The little girl was calm, vague, so casual in her speech that Alasdair had to keep himself from what felt like literally exploding. He’d been exasperated many times prior in his life, but he now knew, with soul-shaking certai
nty, that this moment was the absolute topper.
Sharply, from between clenched teeth, he said, “What men?” just as old Dame Margery exclaimed in horror:
“You never said a word of this!”
“Oh, Granny, when I saw those lemon biscuits I forgot all about it. Aren’t they so good? I wish we could have them every day.”
Patience, he told himself sternly. You mustn’t frighten the child. “What men did you see, little Sheila?”
She looked up at him (at least one eye did, the other seemed to be directed at a stoneware crock in which, he suspected, biscuits were stored). “I didn’t know them, laird, but one of them called me a witch, which is a terrible lie. They had some of our cattle, and they also stole our lady and her horse.”
“Can you tell me which way they went, lass?”
She nodded. “Oh yes, laird, they’re following the northwest trail, but they’re not going very fast, and if you ride hard you’ll find them in about an hour and a half. But be careful, because the rain has made the trail very slippery. Although the rain will stop soon.”

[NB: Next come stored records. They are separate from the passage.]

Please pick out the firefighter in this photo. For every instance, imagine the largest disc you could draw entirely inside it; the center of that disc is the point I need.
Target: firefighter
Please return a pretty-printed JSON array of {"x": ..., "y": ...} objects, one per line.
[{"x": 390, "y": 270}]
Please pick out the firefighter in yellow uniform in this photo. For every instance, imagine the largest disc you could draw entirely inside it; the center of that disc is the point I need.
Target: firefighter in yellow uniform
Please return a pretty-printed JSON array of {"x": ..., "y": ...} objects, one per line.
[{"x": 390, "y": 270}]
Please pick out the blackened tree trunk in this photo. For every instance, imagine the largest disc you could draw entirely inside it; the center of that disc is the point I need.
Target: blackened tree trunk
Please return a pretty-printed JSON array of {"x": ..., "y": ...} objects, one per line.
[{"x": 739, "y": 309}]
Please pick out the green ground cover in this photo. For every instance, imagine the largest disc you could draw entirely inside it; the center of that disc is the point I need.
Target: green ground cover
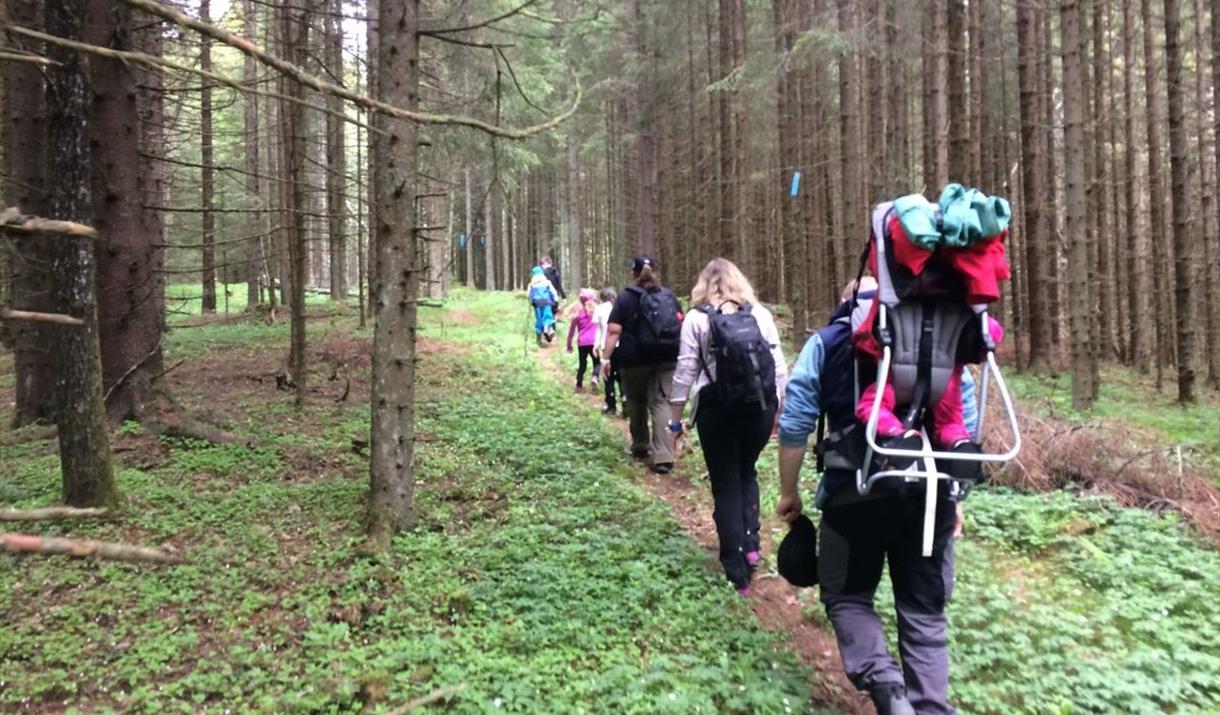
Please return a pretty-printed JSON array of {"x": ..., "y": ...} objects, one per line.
[{"x": 539, "y": 577}]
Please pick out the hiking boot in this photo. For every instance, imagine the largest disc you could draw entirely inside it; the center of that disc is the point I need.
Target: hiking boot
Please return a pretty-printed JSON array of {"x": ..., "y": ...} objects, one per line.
[
  {"x": 891, "y": 699},
  {"x": 904, "y": 442},
  {"x": 964, "y": 470}
]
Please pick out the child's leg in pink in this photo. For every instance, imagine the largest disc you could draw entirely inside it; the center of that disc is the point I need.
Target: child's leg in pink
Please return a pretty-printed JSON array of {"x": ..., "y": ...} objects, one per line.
[
  {"x": 887, "y": 423},
  {"x": 948, "y": 425}
]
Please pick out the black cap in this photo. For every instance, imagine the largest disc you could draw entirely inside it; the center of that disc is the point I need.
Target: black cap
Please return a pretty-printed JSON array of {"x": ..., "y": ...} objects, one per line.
[{"x": 797, "y": 556}]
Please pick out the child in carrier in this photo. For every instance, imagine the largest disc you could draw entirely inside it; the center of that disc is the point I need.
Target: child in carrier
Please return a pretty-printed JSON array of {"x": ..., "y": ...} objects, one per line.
[
  {"x": 948, "y": 251},
  {"x": 542, "y": 298},
  {"x": 586, "y": 330}
]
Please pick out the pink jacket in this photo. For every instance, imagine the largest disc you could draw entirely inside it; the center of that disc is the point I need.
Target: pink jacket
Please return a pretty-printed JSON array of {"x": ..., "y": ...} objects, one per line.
[{"x": 588, "y": 330}]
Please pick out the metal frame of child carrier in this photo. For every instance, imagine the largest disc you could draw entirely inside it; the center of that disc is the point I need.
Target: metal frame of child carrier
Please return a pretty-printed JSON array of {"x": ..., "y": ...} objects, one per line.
[{"x": 900, "y": 334}]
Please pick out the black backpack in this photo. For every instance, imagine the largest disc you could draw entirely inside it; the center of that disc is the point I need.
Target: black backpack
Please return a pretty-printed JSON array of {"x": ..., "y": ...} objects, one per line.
[
  {"x": 744, "y": 366},
  {"x": 658, "y": 326}
]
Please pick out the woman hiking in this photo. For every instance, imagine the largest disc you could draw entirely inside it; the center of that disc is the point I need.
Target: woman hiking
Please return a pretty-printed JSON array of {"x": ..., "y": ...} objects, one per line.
[
  {"x": 730, "y": 365},
  {"x": 642, "y": 341}
]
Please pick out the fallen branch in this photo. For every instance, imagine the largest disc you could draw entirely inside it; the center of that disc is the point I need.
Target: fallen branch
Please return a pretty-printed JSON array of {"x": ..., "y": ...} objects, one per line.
[
  {"x": 50, "y": 513},
  {"x": 42, "y": 317},
  {"x": 321, "y": 86},
  {"x": 25, "y": 543},
  {"x": 433, "y": 697}
]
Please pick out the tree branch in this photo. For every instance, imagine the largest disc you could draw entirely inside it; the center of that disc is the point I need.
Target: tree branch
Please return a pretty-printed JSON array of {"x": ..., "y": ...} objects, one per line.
[
  {"x": 43, "y": 317},
  {"x": 317, "y": 84}
]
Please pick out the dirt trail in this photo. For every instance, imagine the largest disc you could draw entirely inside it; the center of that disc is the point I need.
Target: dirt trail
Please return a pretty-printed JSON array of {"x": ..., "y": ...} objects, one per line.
[{"x": 772, "y": 599}]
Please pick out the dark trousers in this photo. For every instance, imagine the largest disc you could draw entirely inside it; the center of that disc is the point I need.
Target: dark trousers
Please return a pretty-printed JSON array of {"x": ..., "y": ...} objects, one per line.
[
  {"x": 610, "y": 387},
  {"x": 586, "y": 353},
  {"x": 855, "y": 538},
  {"x": 732, "y": 441}
]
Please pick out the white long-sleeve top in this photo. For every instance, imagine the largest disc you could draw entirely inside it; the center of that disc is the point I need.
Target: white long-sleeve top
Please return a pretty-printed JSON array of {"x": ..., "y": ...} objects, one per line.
[{"x": 692, "y": 373}]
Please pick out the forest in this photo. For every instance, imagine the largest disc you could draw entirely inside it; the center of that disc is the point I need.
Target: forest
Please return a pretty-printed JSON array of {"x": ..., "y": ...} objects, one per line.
[{"x": 276, "y": 434}]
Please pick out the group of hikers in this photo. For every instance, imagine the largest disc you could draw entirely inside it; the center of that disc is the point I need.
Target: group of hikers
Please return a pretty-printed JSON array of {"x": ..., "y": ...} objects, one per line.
[{"x": 725, "y": 358}]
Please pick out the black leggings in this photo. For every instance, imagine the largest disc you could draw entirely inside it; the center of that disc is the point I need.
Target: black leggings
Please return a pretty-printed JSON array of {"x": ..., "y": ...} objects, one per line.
[
  {"x": 586, "y": 354},
  {"x": 732, "y": 441}
]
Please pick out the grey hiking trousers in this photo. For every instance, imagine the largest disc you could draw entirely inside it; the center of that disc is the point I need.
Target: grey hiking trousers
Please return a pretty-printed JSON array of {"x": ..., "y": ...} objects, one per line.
[
  {"x": 855, "y": 538},
  {"x": 647, "y": 395}
]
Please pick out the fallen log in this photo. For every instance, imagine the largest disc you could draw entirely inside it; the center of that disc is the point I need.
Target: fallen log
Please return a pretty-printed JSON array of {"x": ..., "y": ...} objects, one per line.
[
  {"x": 50, "y": 513},
  {"x": 23, "y": 543}
]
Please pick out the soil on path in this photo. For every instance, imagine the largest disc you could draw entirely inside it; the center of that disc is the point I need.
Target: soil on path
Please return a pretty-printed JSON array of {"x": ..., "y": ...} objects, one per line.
[{"x": 772, "y": 599}]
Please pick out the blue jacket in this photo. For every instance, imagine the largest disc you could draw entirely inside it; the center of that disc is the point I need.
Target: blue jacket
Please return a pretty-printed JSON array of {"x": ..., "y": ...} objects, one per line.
[{"x": 822, "y": 380}]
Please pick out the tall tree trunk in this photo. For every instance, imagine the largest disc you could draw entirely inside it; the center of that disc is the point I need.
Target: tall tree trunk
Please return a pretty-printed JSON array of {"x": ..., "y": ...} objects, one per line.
[
  {"x": 293, "y": 125},
  {"x": 1137, "y": 348},
  {"x": 393, "y": 372},
  {"x": 88, "y": 478},
  {"x": 253, "y": 181},
  {"x": 1155, "y": 198},
  {"x": 1184, "y": 243},
  {"x": 205, "y": 159},
  {"x": 25, "y": 161},
  {"x": 131, "y": 288},
  {"x": 1081, "y": 306},
  {"x": 1033, "y": 182},
  {"x": 336, "y": 158}
]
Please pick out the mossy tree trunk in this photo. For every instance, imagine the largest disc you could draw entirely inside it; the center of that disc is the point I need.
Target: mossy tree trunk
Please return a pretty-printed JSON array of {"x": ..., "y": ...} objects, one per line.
[{"x": 397, "y": 289}]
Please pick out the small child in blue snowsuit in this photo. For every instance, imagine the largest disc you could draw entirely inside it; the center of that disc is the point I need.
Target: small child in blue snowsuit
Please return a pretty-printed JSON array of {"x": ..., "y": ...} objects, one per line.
[{"x": 543, "y": 298}]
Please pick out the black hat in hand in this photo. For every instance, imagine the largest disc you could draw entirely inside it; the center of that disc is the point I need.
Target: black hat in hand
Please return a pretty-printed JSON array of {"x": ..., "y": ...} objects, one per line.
[{"x": 798, "y": 553}]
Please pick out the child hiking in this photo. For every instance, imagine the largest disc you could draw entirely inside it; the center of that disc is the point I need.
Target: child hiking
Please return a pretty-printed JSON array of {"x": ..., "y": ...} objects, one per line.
[
  {"x": 542, "y": 298},
  {"x": 584, "y": 328}
]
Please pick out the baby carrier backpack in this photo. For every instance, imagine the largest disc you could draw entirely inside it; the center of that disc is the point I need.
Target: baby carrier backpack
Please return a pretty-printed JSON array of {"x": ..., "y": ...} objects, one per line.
[
  {"x": 920, "y": 330},
  {"x": 744, "y": 365}
]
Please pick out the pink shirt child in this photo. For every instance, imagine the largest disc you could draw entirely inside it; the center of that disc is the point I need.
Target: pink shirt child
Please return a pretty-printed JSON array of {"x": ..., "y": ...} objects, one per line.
[{"x": 584, "y": 327}]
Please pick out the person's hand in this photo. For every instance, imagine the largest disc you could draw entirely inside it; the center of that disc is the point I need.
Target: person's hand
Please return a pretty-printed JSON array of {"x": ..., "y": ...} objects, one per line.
[{"x": 788, "y": 508}]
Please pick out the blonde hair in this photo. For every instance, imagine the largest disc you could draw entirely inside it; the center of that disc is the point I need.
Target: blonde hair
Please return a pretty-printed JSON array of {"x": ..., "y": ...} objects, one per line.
[{"x": 721, "y": 281}]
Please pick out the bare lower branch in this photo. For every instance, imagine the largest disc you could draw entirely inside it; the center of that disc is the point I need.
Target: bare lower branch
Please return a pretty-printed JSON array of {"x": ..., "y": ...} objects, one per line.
[
  {"x": 14, "y": 221},
  {"x": 43, "y": 317},
  {"x": 317, "y": 84},
  {"x": 25, "y": 543},
  {"x": 50, "y": 513}
]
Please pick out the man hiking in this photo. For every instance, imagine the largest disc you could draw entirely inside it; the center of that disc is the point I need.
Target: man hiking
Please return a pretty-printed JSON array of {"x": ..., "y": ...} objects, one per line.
[{"x": 859, "y": 535}]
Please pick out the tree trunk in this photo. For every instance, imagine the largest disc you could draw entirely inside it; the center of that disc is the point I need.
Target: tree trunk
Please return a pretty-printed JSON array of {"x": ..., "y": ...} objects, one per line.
[
  {"x": 1081, "y": 306},
  {"x": 336, "y": 159},
  {"x": 1180, "y": 210},
  {"x": 1155, "y": 198},
  {"x": 1137, "y": 345},
  {"x": 393, "y": 371},
  {"x": 131, "y": 288},
  {"x": 253, "y": 182},
  {"x": 1033, "y": 183},
  {"x": 205, "y": 154},
  {"x": 88, "y": 478},
  {"x": 25, "y": 161}
]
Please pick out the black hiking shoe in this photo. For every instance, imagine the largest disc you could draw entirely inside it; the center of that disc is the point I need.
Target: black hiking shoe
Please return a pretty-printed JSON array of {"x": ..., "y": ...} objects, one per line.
[
  {"x": 905, "y": 442},
  {"x": 891, "y": 699}
]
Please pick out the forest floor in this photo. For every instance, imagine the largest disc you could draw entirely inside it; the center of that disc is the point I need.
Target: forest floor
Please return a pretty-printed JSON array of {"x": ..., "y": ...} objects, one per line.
[{"x": 548, "y": 574}]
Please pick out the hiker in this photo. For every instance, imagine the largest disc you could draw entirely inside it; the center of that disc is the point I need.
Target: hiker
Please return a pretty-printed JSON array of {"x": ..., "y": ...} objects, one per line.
[
  {"x": 642, "y": 336},
  {"x": 552, "y": 273},
  {"x": 602, "y": 319},
  {"x": 732, "y": 370},
  {"x": 543, "y": 299},
  {"x": 859, "y": 535},
  {"x": 586, "y": 331}
]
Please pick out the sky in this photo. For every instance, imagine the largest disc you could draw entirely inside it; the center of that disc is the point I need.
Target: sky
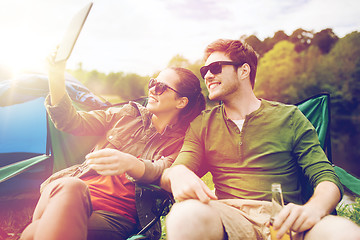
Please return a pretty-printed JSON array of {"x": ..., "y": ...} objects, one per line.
[{"x": 142, "y": 36}]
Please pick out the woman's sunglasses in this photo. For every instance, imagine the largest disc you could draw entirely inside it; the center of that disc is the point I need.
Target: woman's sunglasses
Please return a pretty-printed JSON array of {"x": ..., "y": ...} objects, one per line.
[
  {"x": 216, "y": 67},
  {"x": 160, "y": 87}
]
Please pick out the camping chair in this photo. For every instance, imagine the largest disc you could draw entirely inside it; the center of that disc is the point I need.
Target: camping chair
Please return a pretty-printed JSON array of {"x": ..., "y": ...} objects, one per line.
[{"x": 317, "y": 110}]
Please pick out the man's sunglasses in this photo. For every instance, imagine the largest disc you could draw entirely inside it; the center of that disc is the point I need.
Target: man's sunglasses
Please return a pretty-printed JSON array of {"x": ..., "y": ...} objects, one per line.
[
  {"x": 160, "y": 87},
  {"x": 216, "y": 67}
]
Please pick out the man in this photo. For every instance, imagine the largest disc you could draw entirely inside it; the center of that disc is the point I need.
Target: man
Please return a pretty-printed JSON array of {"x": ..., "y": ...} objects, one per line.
[{"x": 247, "y": 144}]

Now the lass was all about sharing useful information. Hours had passed since Fiona had been taken—long, treacherous hours in which anything might happen. That they were going northwest confirmed his suspicion that it was the Sutherlainn clan they were dealing with, led by a man of whom Alasdair knew nothing: a lack of information which made him very, very uncomfortable.
As he and his men began riding as rapidly as they dared along a trail which was, as Sheila predicted, dangerously slippery, Alasdair thought of Fiona, alone, vulnerable, unprotected, and he felt the cold hand of fear take hold of his heart. If the Sutherlainns so much as hurt one hair of her head, he told himself grimly, he would wreak such vengeance upon them that the entire clan would wish it had never seen the light of day.